Beside myelin-associated pathology there is consolidated evidence that in schizophrenia synaptic proteins are changed and/or diminished with a focus on fronto-temporal regions (Berdenis van Berlekom et al. 2020) Synaptic changes in the hippocampus seem to be connected with neurodevelopmental abnormalities in the entorhinal cortex (Falkai et al. 2000) supporting the “pandysmaturational hypothesis” , stating that disturbed neurodevelopment relates to all phases of normal development until adulthood and beyond.

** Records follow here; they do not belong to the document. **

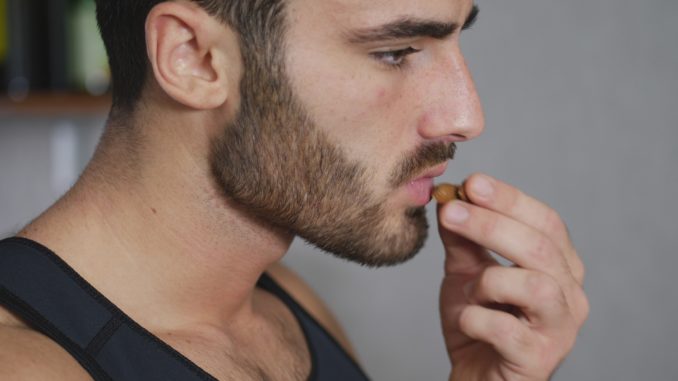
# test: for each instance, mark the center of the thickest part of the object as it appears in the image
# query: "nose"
(452, 108)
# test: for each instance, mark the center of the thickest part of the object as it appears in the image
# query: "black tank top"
(50, 296)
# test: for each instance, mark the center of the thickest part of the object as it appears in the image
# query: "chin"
(386, 243)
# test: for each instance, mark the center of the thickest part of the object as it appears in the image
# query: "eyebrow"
(411, 28)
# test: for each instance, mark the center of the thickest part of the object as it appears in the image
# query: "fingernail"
(456, 213)
(482, 187)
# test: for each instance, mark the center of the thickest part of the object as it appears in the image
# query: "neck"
(160, 237)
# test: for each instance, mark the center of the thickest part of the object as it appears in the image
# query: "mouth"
(421, 188)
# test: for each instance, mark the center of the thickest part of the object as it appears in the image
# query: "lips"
(420, 189)
(433, 172)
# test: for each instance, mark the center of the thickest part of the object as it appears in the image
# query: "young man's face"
(339, 142)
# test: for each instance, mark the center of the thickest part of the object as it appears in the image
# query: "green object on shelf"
(88, 61)
(3, 30)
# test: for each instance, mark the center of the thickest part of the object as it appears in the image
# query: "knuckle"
(488, 279)
(507, 332)
(553, 223)
(488, 227)
(543, 289)
(543, 251)
(578, 269)
(583, 307)
(466, 319)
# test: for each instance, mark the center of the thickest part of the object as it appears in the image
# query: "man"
(239, 124)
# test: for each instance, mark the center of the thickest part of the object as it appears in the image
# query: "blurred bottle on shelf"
(88, 60)
(51, 46)
(27, 63)
(3, 45)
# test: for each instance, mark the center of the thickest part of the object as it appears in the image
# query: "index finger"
(505, 199)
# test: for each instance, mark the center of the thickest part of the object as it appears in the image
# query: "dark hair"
(260, 24)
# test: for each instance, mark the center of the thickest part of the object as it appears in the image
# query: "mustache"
(424, 158)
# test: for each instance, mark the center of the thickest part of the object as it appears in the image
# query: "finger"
(503, 198)
(539, 297)
(462, 256)
(513, 340)
(513, 240)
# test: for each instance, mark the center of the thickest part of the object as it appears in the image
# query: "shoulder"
(312, 303)
(26, 355)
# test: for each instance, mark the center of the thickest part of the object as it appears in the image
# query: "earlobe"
(186, 62)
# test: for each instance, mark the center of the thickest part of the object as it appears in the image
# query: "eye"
(394, 58)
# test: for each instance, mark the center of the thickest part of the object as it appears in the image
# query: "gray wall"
(581, 99)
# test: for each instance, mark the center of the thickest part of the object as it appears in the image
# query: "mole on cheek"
(381, 94)
(424, 121)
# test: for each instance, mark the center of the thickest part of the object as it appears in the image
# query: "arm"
(26, 355)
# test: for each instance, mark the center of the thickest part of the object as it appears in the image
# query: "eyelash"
(399, 55)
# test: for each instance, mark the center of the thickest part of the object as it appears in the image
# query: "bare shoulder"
(26, 355)
(304, 295)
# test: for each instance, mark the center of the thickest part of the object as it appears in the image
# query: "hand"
(508, 323)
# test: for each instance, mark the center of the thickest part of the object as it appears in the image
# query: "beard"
(280, 167)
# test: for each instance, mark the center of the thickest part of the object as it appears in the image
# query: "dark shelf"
(50, 104)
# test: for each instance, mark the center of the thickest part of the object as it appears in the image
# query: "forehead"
(362, 13)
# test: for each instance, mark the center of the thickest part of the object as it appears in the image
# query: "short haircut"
(260, 24)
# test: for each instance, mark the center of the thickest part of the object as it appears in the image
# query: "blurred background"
(581, 101)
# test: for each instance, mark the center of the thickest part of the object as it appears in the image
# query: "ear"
(189, 61)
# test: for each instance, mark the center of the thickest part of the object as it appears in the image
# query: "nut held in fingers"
(444, 193)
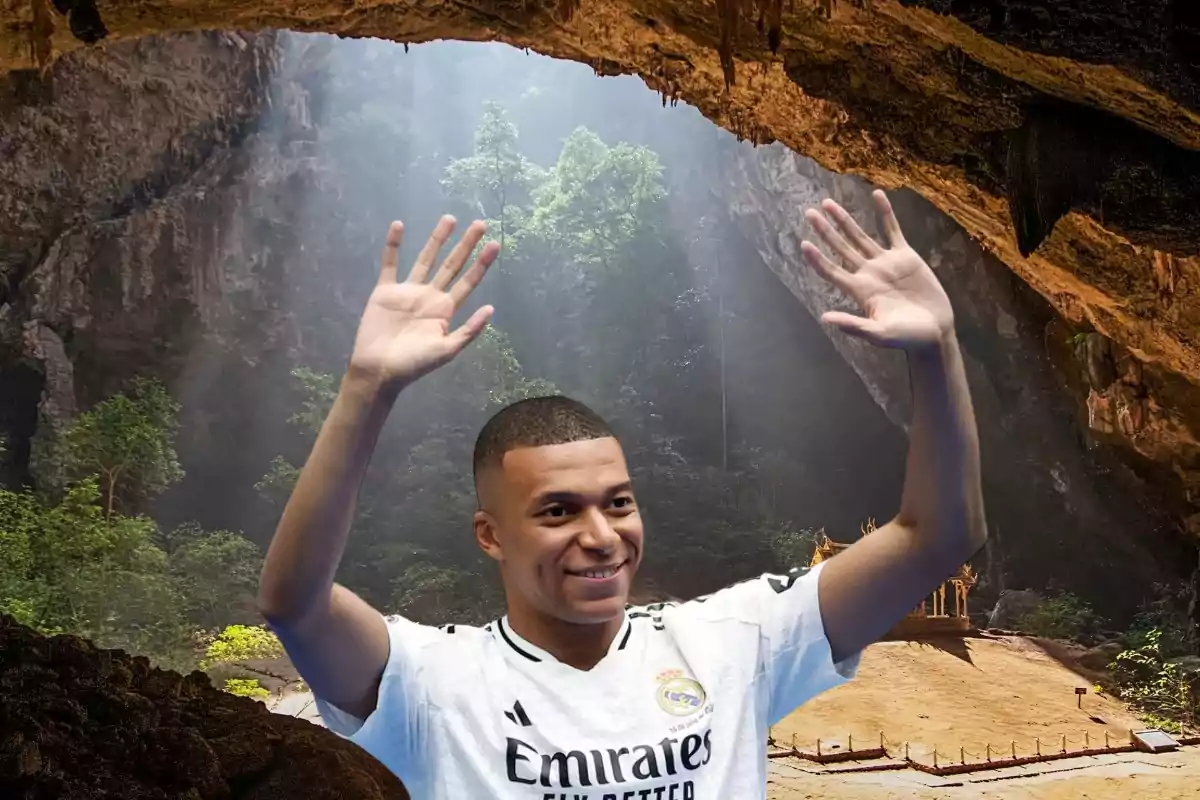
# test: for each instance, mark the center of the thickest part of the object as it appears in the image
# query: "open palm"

Underlying mechanisms of cellular changes

In a comprehensive meta-analysis on glial cells in schizophrenia, it was found that microglia was increased/activated relating to an acute inflammatory response (Marques et al. 2019). There is a long history of studies searching for bacterial, viral or fungal elements causing inflammatory reactions leading to neural changes underlying the pathophysiology of schizophrenia. None of them has led to replicated candidates relating to the inflammatory response, though it seems clear that the activation of the immune system in the sense of a low-grade inflammation is a well-replicated finding in schizophrenia (Marques et al. 2019; Torrey and Yolken 2019). The related post-mortem literature points to local processes not crossing the blood–brain barrier and can therefore be qualified as an activation of the immune system due to any unspecific insult (Kesteren et al. 2017). Therefore, the activation of the immune system in schizophrenia is part of the plastic response, where the brain and its neural elements try to compensate for processes leading to psychotic symptoms including negative symptoms and cognitive dysfunction in a about half of the patients (see Fig. 1). Depending on how successful the compensation works this will leading to different outcomes (see Fig. 1 from top to bottom row). The pathophysiological process starts with disturbed synaptic and/or myelin-associated mechanisms leading to reduced functioning in neuronal and glial elements, which are most heavily involved in brain activity like interneurons or oligodendroglia. In schizophrenia the relationship of interneuron with oligodendrocyte pathology is unknown. Parvalbuminergic interneurons are ensheathed by myelinating oligodendrocytes and their fast-spiking and very high tonic activity may require the function of myelin in supporting the high-energy demands. Glycolytic oligodendrocytes are known to deliver lactate to axons, thereby providing energetic support of the axonal intermediate metabolism. The concept of metabolic coupling of myelin and axons is an important new development in neuroscience, but it remains to be established if all types of neurons, specifically interneurons need this metabolic support (Schmitt 2019). In summary, understanding molecular processes leading to synaptic and/or myelin-associated pathology and the interplay between neurons and oligodendroglia should be key to understand the pathophysiology of schizophrenia.